A double-blind, randomized, dose response study testing the pharmacological efficacy of synthetic porcine secretin

Authors


P. S.JowellDr Box 3662, DUMC, Durham, NC 27710, USA. E-mail: Paul.Jowell@.duke.edu

Abstract

Background:

Biologically derived porcine secretin has been used as a diagnostic agent in clinical gastrointestinal practice for many years. Pure synthetic porcine secretin is now available for investigational clinical use.

Aim:

To compare the pharmacology of synthetic porcine secretin and biologically derived porcine secretin in healthy volunteers.

Methods:

Secretin stimulation tests were performed in 12 volunteer subjects in a double-blind, randomized, Latin square crossover design study comparing three doses of synthetic porcine secretin (0.05, 0.2, and 0.4 μg/kg) with a standard dose of biologically derived porcine secretin (1 CU/kg). Duodenal aspirates were analysed for total volume and for bicarbonate concentration. Total bicarbonate output was calculated.

Results:

Twelve subjects completed four dosing regimens. A multiple comparison test was used to compare dosing regimens. The 0.2 and 0.4 μg/kg doses of synthetic porcine secretin were not different from the 1 CU/kg dose of biologically derived porcine secretin for volume, bicarbonate concentration and total output from 0 to 60 min. Only one patient had an adverse event, which was mild, transient flushing after the 0.2 and 0.4 μg/kg doses of synthetic porcine secretin and after the 1 CU/kg dose of biologically derived porcine secretin.

Conclusions:

Synthetic porcine secretin has identical pharmacologic effects to biologically derived porcine secretin in normal subjects. Both drugs were safe and well-tolerated. This study validates synthetic porcine secretin as a substitute for biologically derived porcine secretin.

BACKGROUND

Secretin, a gastrointestinal peptide hormone produced by duodenal mucosal cells, stimulates the pancreas to produce bicarbonate-rich pancreatic juice. Jorpes & Mutt originally extracted secretin from porcine duodenum in 1961 and later defined the standard unit of activity for secretin.1, 2

In clinical practice, biologically derived porcine secretin (Secretin-Ferring, Ferring Pharmaceuticals, Inc., Tarrytown, NY) has been used in the United States since 1981 for the following indications: (i) to assess pancreatic exocrine function; (ii) to diagnose gastrinoma (Zollinger–Ellison syndrome); (iii) to obtain desquamated pancreatic cells for cytopathological examination; and (iv) to identify the minor papilla during endoscopic retrograde cholangiopancreatography through stimulation of pancreatic secretion.

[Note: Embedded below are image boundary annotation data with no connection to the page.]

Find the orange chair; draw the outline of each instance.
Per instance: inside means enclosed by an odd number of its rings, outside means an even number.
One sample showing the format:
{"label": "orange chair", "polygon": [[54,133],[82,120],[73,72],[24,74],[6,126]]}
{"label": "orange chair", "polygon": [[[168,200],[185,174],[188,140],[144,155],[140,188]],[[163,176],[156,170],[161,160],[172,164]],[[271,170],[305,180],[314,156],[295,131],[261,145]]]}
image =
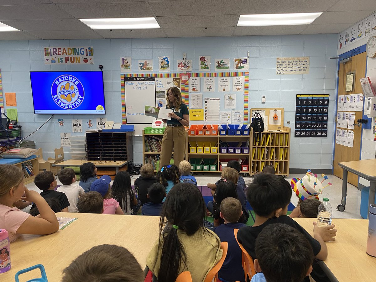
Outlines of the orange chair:
{"label": "orange chair", "polygon": [[189,271],[183,271],[177,276],[175,282],[192,282],[191,273]]}
{"label": "orange chair", "polygon": [[[253,260],[252,259],[252,257],[249,255],[247,251],[243,247],[243,245],[239,243],[238,241],[238,229],[234,229],[234,235],[235,235],[235,239],[236,241],[238,242],[239,246],[240,247],[241,250],[241,265],[243,267],[243,269],[244,270],[244,276],[246,279],[246,281],[250,281],[252,276],[256,274],[257,273],[255,270],[255,266],[253,265]],[[248,280],[247,280],[247,277]]]}
{"label": "orange chair", "polygon": [[224,262],[226,256],[227,255],[228,247],[228,244],[227,242],[222,242],[221,243],[221,249],[223,251],[223,254],[222,256],[222,258],[208,273],[208,275],[205,278],[205,280],[204,280],[204,282],[212,282],[213,281],[217,282],[217,280],[218,280],[218,271],[219,271],[219,270],[222,267],[223,262]]}

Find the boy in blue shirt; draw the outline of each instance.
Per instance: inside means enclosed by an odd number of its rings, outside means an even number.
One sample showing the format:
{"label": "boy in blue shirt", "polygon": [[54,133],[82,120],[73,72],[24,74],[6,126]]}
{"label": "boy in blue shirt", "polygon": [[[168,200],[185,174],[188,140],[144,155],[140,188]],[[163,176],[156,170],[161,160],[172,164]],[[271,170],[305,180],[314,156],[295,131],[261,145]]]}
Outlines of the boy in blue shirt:
{"label": "boy in blue shirt", "polygon": [[147,188],[147,196],[150,199],[150,202],[143,205],[142,215],[160,216],[163,206],[163,199],[167,196],[164,186],[160,183],[152,184]]}
{"label": "boy in blue shirt", "polygon": [[243,214],[241,204],[235,198],[226,198],[221,203],[220,216],[224,224],[216,227],[213,231],[221,239],[221,242],[228,244],[227,255],[218,274],[219,279],[224,281],[245,282],[244,271],[241,265],[241,250],[234,235],[234,229],[246,226],[238,222]]}
{"label": "boy in blue shirt", "polygon": [[180,173],[180,180],[183,182],[193,183],[197,186],[197,181],[194,176],[190,175],[192,167],[189,162],[182,161],[179,164],[179,172]]}
{"label": "boy in blue shirt", "polygon": [[301,282],[312,271],[309,242],[287,224],[271,224],[262,229],[256,239],[256,252],[255,269],[262,273],[252,276],[251,282]]}

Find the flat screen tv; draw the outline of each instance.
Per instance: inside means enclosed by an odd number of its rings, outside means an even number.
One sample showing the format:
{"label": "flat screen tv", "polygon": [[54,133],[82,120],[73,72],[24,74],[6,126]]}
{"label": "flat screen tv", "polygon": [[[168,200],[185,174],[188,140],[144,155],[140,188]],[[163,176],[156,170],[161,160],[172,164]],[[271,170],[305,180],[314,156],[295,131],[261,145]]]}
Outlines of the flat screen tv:
{"label": "flat screen tv", "polygon": [[103,73],[30,71],[35,114],[106,113]]}

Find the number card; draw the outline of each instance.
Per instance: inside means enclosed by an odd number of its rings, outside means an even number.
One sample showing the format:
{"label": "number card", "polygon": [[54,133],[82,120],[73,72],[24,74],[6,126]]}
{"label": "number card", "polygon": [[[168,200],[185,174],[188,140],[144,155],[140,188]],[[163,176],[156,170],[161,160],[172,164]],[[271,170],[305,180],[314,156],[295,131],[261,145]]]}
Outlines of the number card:
{"label": "number card", "polygon": [[296,96],[296,137],[326,137],[329,95]]}

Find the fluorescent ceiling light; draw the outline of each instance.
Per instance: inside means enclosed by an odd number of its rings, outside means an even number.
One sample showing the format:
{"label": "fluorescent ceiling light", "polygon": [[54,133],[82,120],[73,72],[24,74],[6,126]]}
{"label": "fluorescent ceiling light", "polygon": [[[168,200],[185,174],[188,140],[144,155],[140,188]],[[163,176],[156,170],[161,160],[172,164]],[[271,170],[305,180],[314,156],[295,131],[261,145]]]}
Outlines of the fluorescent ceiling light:
{"label": "fluorescent ceiling light", "polygon": [[309,24],[322,13],[241,15],[238,26]]}
{"label": "fluorescent ceiling light", "polygon": [[20,30],[5,24],[0,23],[0,32],[1,31],[20,31]]}
{"label": "fluorescent ceiling light", "polygon": [[80,18],[92,29],[160,29],[155,18]]}

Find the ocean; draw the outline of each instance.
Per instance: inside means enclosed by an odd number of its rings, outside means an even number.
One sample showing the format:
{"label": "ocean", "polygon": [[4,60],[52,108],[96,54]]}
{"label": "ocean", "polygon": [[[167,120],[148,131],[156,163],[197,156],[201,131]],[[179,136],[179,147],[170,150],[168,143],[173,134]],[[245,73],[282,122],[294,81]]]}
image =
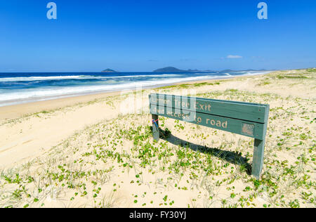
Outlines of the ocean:
{"label": "ocean", "polygon": [[183,73],[0,73],[0,107],[96,93],[168,86],[172,84],[268,72]]}

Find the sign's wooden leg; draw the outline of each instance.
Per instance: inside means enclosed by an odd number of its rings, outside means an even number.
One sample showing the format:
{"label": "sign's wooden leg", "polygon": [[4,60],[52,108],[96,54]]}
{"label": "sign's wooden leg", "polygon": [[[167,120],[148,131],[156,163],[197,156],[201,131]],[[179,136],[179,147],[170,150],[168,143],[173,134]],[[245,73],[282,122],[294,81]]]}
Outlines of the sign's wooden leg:
{"label": "sign's wooden leg", "polygon": [[152,134],[154,136],[154,140],[156,141],[159,141],[159,117],[156,115],[152,115]]}
{"label": "sign's wooden leg", "polygon": [[254,150],[254,160],[252,162],[252,175],[260,180],[263,166],[263,157],[265,150],[265,140],[255,139]]}

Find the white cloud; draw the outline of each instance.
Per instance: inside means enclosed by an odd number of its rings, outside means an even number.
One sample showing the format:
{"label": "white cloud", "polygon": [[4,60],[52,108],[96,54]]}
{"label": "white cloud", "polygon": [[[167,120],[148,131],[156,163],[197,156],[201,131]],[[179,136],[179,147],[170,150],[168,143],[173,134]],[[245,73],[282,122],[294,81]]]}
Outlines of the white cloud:
{"label": "white cloud", "polygon": [[241,56],[232,56],[232,55],[229,55],[226,57],[227,58],[242,58],[243,57]]}

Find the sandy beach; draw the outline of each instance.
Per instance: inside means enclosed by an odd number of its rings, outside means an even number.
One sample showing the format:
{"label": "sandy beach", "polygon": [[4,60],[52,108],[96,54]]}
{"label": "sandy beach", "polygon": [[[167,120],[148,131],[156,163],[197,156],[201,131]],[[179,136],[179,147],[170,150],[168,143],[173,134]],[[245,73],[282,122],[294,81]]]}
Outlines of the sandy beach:
{"label": "sandy beach", "polygon": [[[316,70],[0,107],[0,207],[315,207]],[[262,179],[253,139],[161,118],[148,95],[270,104]]]}

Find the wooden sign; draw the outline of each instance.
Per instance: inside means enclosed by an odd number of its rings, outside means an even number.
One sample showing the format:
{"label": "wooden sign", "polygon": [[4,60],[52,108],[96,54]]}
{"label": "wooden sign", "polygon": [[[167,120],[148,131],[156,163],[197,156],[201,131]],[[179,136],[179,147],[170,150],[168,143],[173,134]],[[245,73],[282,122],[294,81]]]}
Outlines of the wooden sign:
{"label": "wooden sign", "polygon": [[269,105],[164,94],[151,94],[149,99],[154,140],[159,140],[159,116],[254,138],[252,174],[260,178]]}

Pancreatic exocrine function is typically assessed via secretin stimulation testing. There are published data documenting expected secretory response for normals and for patients with pancreatic disease using this diagnostic modality.3, 4 Whilst secretin stimulation testing is an accepted means to evaluate pancreatic function, there can be variation in pancreatic response in normal subjects and in patients with pancreatic disease. Much of this variation may be due to the heterogeneity of extracted porcine secretin and batch variability, and inter-operator differences when performing the test. Despite these inadequacies, there is evidence to support that a properly performed secretin stimulation test will yield reliable results.4, 5

Secretin is used as a diagnostic agent for gastrinoma (Zollinger–Ellison syndrome), a gastrin-secreting tumour. Secretin administered intravenously produces an exaggerated gastrin response in patients with gastrinoma. This response is the basis for using secretin as a diagnostic test in the evaluation of patients in whom gastrinoma is suspected.6[7][8][9]–10

Cytopathological evaluation of pancreatic juice collected from patients with suspected pancreatic disease has proven useful in the diagnosis of pancreatic carcinoma. 11, 12 Following the administration of intravenous secretin, pancreatic juice can be collected from the pancreas during cholangiopancreatography or from the duodenum during pancreatic stimulation testing.12

Secretin is used to help identify the location of the minor papilla in patients with pancreas divisum. In these patients, the main pancreatic duct drains through the minor papilla instead of its normal opening, the major papilla. This is due to failure of the dorsal and ventral ducts to fuse during embryogenesis. During cholangiopancreatography, it may be impossible to identify the location of the minor papilla and/or its orifice in order to cannulate it and inject dye to provide for radiographic visualization of the main pancreatic duct. In this event, secretin can be injected, often causing a gush of pancreatic juice through the minor papilla, making the orifice of the pancreatic duct easily visible to the endoscopist. 13

Despite the clinical utility of secretin as a diagnostic agent in clinical gastrointestinal practice, the biologically derived porcine secretin product has been discontinued and is no longer available in the United States. As a result, synthetic porcine secretin (ChiRhoClin, Inc., Silver Spring, MD) has been developed and is now available in the United States for investigational use. Synthetic porcine secretin is the identical 27 amino acid peptide found in biological porcine secretin, but it is almost completely pure (> 96% vs. 60%) and is synthesized and manufactured under good manufacturing practices (GMP) rather than extracted from porcine intestine. The synthetic product has three major advantages over the extracted product: (i) synthetic secretin is homogeneous and compositionally consistent and should produce a consistent pharmacologic effect; (ii) synthetic secretin is a defined chemical entity and is free of animal pathogens that may be present in the porcine intestine; and (iii) synthetic secretin can be produced in quantities large enough to provide a reliable supply to the medical community for clinical use.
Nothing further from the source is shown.